CPU Backend Configurations

Platform	Matrix Configurations	Architectures	Notes
Linux	`noavx`, `avx`, `avx2`, `avx512`, `aarch64`	x64, arm64	Ubuntu 22.04/24.04
Linux musl	`noavx`, `avx`, `avx2`, `avx512`	x64	Alpine Linux container
Windows	`noavx`, `avx`, `avx2`, `avx512`	x64	MSVC compiled
Windows ARM64	`arm64`	arm64	ClangCL toolchain
macOS	`arm64`, `x64`, `x64-rosetta2`	arm64, x64	Metal support on arm64
Android	`arm64-v8a`, `x86_64`	arm64, x86_64	NDK r26d

The AVX configurations control CPU instruction set support:

noavx: -DGGML_AVX=OFF -DGGML_AVX2=OFF -DGGML_FMA=OFF .github/workflows/compile.yml30-31
avx: -DGGML_AVX2=OFF .github/workflows/compile.yml38-39
avx2: Standard build flags .github/workflows/compile.yml34-35
avx512: -DGGML_AVX512=ON .github/workflows/compile.yml42-43

Sources: .github/workflows/compile.yml24-154 .github/workflows/compile.yml156-216

GPU Backend Configurations

Backend	Platforms	SDK Version	Key Flags
CUDA	Windows, Linux	CUDA 12.4.0	`-DGGML_CUDA=ON`
Vulkan	Windows, Linux	Latest	`-DGGML_VULKAN=ON`
Metal	macOS arm64	Built-in	`-DGGML_METAL=ON`

Sources: .github/workflows/compile.yml18-21 LLama/runtimes/build/LLamaSharp.Backend.Cuda12.Windows.nuspec25-30 LLama/runtimes/build/LLamaSharp.Backend.Vulkan.Windows.nuspec25-30

CMake Build Configuration

All compilation jobs use CMake with common defines and platform-specific settings.

Common Build Flags (`COMMON_DEFINE`)

The following flags are applied to all builds:

GGML_NATIVE=OFF: Disables native CPU optimization detection to ensure reproducible builds.
LLAMA_BUILD_TESTS=OFF: Excludes test executables.
LLAMA_OPENSSL=OFF: Disables OpenSSL dependency.
BUILD_SHARED_LIBS=ON: Produces shared libraries (.dll, .so, .dylib).

Sources: .github/workflows/compile.yml18-21

Platform-Specific RPATH

Linux builds include RPATH settings to ensure libraries can find their dependencies (like ggml-base) at runtime:

Linux: -DCMAKE_INSTALL_RPATH='$ORIGIN' -DCMAKE_BUILD_WITH_INSTALL_RPATH=ON -DCMAKE_PLATFORM_NO_VERSIONED_SONAME=ON .github/workflows/compile.yml21

Sources: .github/workflows/compile.yml21

Build Process and Produced Entities

Each job follows a standard sequence to produce the native shared libraries required by the managed wrapper.

Library Roles

Library	Purpose
`llama`	Main llama.cpp API used by `NativeApi`.
`ggml`	Core GGML tensor operations.
`ggml-base`	Base GGML functionality.
`ggml-cpu`	CPU-specific implementations (AVX/AVX2/AVX512).
`mtmd`	Multimodal support (MTMD API).
`ggml-cuda`	CUDA acceleration (CUDA builds only).
`ggml-vulkan`	Vulkan acceleration (Vulkan builds only).

Sources: .github/workflows/compile.yml65-89 .github/workflows/compile.yml187-216

Integration with NuGet Packaging

The compiled binaries are integrated into the .NET ecosystem via .nuspec files and MSBuild targets.

Runtime Selection Logic

At runtime, the managed layer determines which binary to load.

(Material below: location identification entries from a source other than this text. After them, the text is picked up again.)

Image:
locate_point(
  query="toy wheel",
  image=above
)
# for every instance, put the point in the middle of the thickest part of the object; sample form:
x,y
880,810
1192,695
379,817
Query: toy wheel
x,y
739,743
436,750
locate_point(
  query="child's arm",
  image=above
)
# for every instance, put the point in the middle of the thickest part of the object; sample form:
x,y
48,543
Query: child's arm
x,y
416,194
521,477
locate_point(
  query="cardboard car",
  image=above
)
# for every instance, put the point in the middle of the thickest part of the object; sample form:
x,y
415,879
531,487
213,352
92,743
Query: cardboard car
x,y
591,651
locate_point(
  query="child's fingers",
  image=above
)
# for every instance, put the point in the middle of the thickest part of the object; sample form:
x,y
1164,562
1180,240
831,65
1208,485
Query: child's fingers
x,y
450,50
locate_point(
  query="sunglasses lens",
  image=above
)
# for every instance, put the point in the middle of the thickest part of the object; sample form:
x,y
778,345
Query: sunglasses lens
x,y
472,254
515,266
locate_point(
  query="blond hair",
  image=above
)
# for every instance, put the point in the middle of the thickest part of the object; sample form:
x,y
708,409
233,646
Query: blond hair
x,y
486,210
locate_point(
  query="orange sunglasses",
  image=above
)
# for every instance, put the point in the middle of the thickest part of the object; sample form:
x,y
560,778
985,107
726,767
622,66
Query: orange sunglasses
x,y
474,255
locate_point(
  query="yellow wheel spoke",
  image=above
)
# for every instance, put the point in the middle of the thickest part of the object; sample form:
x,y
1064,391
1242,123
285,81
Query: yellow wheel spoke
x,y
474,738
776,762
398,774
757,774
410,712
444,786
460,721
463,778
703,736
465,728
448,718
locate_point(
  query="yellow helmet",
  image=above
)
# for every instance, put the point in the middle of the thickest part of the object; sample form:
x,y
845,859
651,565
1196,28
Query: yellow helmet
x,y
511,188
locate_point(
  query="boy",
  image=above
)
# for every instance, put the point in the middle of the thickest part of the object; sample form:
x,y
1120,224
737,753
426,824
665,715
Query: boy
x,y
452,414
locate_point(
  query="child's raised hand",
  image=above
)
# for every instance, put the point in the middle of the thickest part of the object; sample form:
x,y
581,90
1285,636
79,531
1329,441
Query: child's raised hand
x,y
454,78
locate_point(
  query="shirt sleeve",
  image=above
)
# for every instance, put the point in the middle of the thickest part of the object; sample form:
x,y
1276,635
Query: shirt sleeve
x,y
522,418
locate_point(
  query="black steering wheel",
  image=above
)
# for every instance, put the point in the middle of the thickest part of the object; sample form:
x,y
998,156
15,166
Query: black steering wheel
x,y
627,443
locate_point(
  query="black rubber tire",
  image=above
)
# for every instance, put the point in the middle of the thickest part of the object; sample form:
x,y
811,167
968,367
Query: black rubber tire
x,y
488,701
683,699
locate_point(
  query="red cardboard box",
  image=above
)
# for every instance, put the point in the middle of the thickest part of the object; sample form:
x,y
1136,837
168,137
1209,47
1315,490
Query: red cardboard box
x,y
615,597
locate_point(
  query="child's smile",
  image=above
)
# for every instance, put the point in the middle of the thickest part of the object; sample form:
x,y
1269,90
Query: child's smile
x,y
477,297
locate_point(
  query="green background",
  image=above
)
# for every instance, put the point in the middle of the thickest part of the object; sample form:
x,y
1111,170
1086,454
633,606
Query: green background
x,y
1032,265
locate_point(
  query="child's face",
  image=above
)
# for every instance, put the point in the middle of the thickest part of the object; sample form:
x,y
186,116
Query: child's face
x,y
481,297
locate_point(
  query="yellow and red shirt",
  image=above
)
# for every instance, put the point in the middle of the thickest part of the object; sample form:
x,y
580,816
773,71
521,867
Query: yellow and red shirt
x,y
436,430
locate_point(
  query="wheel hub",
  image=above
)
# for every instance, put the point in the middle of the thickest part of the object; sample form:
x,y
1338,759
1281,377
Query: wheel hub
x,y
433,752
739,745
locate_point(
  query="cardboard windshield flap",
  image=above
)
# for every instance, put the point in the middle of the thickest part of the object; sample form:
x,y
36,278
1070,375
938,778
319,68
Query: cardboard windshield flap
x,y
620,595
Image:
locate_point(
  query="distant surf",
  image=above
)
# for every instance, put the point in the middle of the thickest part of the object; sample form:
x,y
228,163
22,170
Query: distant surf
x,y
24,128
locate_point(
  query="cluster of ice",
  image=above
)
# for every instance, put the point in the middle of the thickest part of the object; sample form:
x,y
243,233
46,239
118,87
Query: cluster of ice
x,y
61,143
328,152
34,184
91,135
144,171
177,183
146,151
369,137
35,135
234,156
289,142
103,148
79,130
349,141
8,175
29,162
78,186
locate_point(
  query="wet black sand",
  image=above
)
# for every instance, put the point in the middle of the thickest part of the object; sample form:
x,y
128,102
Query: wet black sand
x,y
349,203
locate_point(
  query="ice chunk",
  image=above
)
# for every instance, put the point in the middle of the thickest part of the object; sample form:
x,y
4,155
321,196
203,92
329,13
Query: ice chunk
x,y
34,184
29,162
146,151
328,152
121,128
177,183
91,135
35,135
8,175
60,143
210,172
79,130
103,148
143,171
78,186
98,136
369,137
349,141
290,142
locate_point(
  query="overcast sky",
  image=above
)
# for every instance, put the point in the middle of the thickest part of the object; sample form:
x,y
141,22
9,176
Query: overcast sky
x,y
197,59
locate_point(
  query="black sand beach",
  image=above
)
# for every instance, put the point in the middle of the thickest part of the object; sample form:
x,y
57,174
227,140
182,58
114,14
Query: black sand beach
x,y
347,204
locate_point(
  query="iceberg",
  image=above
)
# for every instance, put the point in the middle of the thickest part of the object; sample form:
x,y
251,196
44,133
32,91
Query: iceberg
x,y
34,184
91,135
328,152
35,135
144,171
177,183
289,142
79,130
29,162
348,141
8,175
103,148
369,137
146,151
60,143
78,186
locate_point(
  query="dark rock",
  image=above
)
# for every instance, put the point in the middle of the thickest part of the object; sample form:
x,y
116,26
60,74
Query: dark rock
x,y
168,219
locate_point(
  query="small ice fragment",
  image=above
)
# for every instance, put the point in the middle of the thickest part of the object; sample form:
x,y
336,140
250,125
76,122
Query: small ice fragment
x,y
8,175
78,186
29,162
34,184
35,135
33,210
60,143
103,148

Dependencies like ggml-base and ggml-cpu are organized into subdirectories (e.g., avx2, cuda12) to support different hardware features without filename collisions.

MSBuild Targets (`LLamaSharp.Runtime.targets`)

The LLamaSharp.Runtime.targets file maps the compiled binaries to the standard .NET runtimes/ folder structure. It uses conditional <None> items to include binaries for Windows, Linux, and other platforms, ensuring they are copied to the output directory.

Sources: LLama/LLamaSharp.Runtime.targets1-142

Backend Package Structure

Backend-specific packages use .nuspec files and MSBuild .props files to manage library inclusion and platform-specific logic.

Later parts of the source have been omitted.